William Robertson (New Zealand cricketer)

William Robertson
Personal information
Born (1864-03-04)4 March 1864
Invercargill, New Zealand
Died 5 April 1912(1912-04-05) (aged 48)
Auckland, New Zealand
Bowling style Right-arm off-spin
International information
National side
Domestic team information
YearsTeam
1893-94 to 1900-01 Canterbury
Career statistics
Competition First-class
Matches 12
Runs scored 68
Batting average 7.55
100s/50s 0/0
Top score 15
Balls bowled 2880
Wickets 85
Bowling average 14.44
5 wickets in innings 10
10 wickets in match 4
Best bowling 9/98
Catches/stumpings 5/0
Source: Cricket Archive, 24 September 2014

William Robertson (4 March 1864 – 5 April 1912) was a New Zealand cricketer who played first-class cricket for Canterbury from 1894 to 1901 and played in New Zealand's first representative matches.

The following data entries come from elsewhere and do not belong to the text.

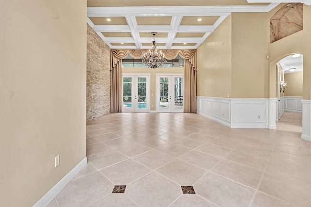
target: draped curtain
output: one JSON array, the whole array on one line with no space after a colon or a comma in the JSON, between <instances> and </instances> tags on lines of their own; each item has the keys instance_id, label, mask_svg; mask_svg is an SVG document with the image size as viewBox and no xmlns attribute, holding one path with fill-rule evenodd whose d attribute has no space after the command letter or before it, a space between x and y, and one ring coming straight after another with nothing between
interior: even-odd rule
<instances>
[{"instance_id":1,"label":"draped curtain","mask_svg":"<svg viewBox=\"0 0 311 207\"><path fill-rule=\"evenodd\" d=\"M196 112L196 49L161 49L168 60L179 54L185 59L184 112ZM111 112L121 112L122 59L129 54L134 59L142 57L148 49L111 49Z\"/></svg>"}]
</instances>

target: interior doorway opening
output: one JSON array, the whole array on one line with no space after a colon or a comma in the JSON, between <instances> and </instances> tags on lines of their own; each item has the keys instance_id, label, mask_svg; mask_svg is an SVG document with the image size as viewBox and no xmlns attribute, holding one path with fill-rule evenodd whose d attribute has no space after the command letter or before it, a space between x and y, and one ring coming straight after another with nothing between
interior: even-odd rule
<instances>
[{"instance_id":1,"label":"interior doorway opening","mask_svg":"<svg viewBox=\"0 0 311 207\"><path fill-rule=\"evenodd\" d=\"M302 132L303 56L287 56L276 64L276 122L280 130Z\"/></svg>"}]
</instances>

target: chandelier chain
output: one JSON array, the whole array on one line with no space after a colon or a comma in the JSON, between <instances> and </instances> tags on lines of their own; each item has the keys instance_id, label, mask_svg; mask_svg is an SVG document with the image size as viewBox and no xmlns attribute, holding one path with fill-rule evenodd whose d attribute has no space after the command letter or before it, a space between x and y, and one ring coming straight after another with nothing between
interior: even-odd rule
<instances>
[{"instance_id":1,"label":"chandelier chain","mask_svg":"<svg viewBox=\"0 0 311 207\"><path fill-rule=\"evenodd\" d=\"M147 67L153 69L162 67L162 64L166 63L164 54L156 47L156 42L155 40L156 34L156 32L152 33L154 41L151 42L151 49L149 49L148 52L144 54L142 59L142 63Z\"/></svg>"}]
</instances>

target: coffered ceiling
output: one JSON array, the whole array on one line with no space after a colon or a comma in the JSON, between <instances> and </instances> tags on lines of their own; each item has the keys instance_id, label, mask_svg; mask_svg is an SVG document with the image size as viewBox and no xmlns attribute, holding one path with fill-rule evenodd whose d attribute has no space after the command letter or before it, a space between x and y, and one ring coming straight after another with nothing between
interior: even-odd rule
<instances>
[{"instance_id":1,"label":"coffered ceiling","mask_svg":"<svg viewBox=\"0 0 311 207\"><path fill-rule=\"evenodd\" d=\"M196 48L231 12L266 12L284 0L88 0L87 20L111 48L150 48L153 32L160 48Z\"/></svg>"}]
</instances>

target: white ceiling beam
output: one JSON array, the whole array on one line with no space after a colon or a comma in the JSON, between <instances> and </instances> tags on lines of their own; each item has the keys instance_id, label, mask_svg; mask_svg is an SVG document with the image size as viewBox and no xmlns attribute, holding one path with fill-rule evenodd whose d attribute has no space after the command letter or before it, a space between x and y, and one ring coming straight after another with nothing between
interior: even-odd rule
<instances>
[{"instance_id":1,"label":"white ceiling beam","mask_svg":"<svg viewBox=\"0 0 311 207\"><path fill-rule=\"evenodd\" d=\"M203 37L176 37L174 39L173 43L203 42L204 41L204 39Z\"/></svg>"},{"instance_id":2,"label":"white ceiling beam","mask_svg":"<svg viewBox=\"0 0 311 207\"><path fill-rule=\"evenodd\" d=\"M173 16L172 18L172 21L171 22L171 25L172 25L172 27L173 29L173 31L172 32L169 33L169 41L168 44L166 44L166 48L168 49L170 49L172 45L173 44L173 41L175 39L175 36L176 36L176 33L177 33L177 30L178 29L178 27L180 25L180 23L181 23L181 20L183 19L183 16Z\"/></svg>"},{"instance_id":3,"label":"white ceiling beam","mask_svg":"<svg viewBox=\"0 0 311 207\"><path fill-rule=\"evenodd\" d=\"M136 18L135 16L125 16L125 19L126 19L127 24L131 29L131 34L135 43L135 46L137 48L140 48L141 45L140 44L138 41L139 35L138 32L137 32L135 31L135 28L137 27Z\"/></svg>"},{"instance_id":4,"label":"white ceiling beam","mask_svg":"<svg viewBox=\"0 0 311 207\"><path fill-rule=\"evenodd\" d=\"M94 25L93 29L95 32L130 32L131 29L128 25Z\"/></svg>"},{"instance_id":5,"label":"white ceiling beam","mask_svg":"<svg viewBox=\"0 0 311 207\"><path fill-rule=\"evenodd\" d=\"M137 25L135 30L141 32L167 32L172 31L173 28L171 25Z\"/></svg>"},{"instance_id":6,"label":"white ceiling beam","mask_svg":"<svg viewBox=\"0 0 311 207\"><path fill-rule=\"evenodd\" d=\"M100 36L102 34L103 36L104 35L101 32L96 32ZM103 39L103 38L102 38ZM103 39L105 42L126 42L126 43L134 43L134 39L132 37L104 37Z\"/></svg>"},{"instance_id":7,"label":"white ceiling beam","mask_svg":"<svg viewBox=\"0 0 311 207\"><path fill-rule=\"evenodd\" d=\"M268 5L87 7L87 16L227 16L231 12L266 12Z\"/></svg>"},{"instance_id":8,"label":"white ceiling beam","mask_svg":"<svg viewBox=\"0 0 311 207\"><path fill-rule=\"evenodd\" d=\"M154 41L153 37L139 37L138 39L139 42L143 42L143 43L150 43L151 44L151 42ZM169 42L169 38L167 37L156 37L156 35L155 37L156 42L158 43L168 43Z\"/></svg>"}]
</instances>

An off-spinner who opened the bowling, on his first-class debut for Canterbury against Auckland in January 1894 Robertson took 8 for 59 then, bowling unchanged throughout the second innings, 6 for 48.[1] In his next match he took 6 for 72 (unchanged again) and 2 for 72.[2] Selected for New Zealand's first representative match in February 1894, he was New Zealand's outstanding player, taking 6 for 76 and 4 for 73 in a 160-run loss to New South Wales.[3] He then took seven wickets against Otago and eight against Hawke's Bay to give him 47 wickets in five matches at an average of 12.12. He was New Zealand's leading wicket-taker for the season.[4]

After taking only one wicket in the first match in 1894-95, he then took 4 for 65 and 9 for 98 against Wellington,[5] 6 for 54 and 5 for 40 against Fiji,[6] and four wickets against Otago, to finish with 29 wickets at 14.00. He was New Zealand's joint leading wicket-taker for the season.[7]

He played only one match in 1895-96, for New Zealand against New South Wales, when he took three wickets and made his highest score, 15, in a tenth-wicket partnership of 67 with Arthur Fisher that gave New Zealand a sufficient lead to enable them to go on to their first victory.[8] After a gap of five years he returned to the Canterbury side in 1900-01 for his final two matches, and took six wickets.

Dick Brittenden said of Robertson: "He spun the ball either way a prodigious amount ... Small and slender, he suffered much ill-health, and asthma ended a brilliant career cruelly early." An accident in his youth had resulted in the loss of two fingers of his left hand.[9]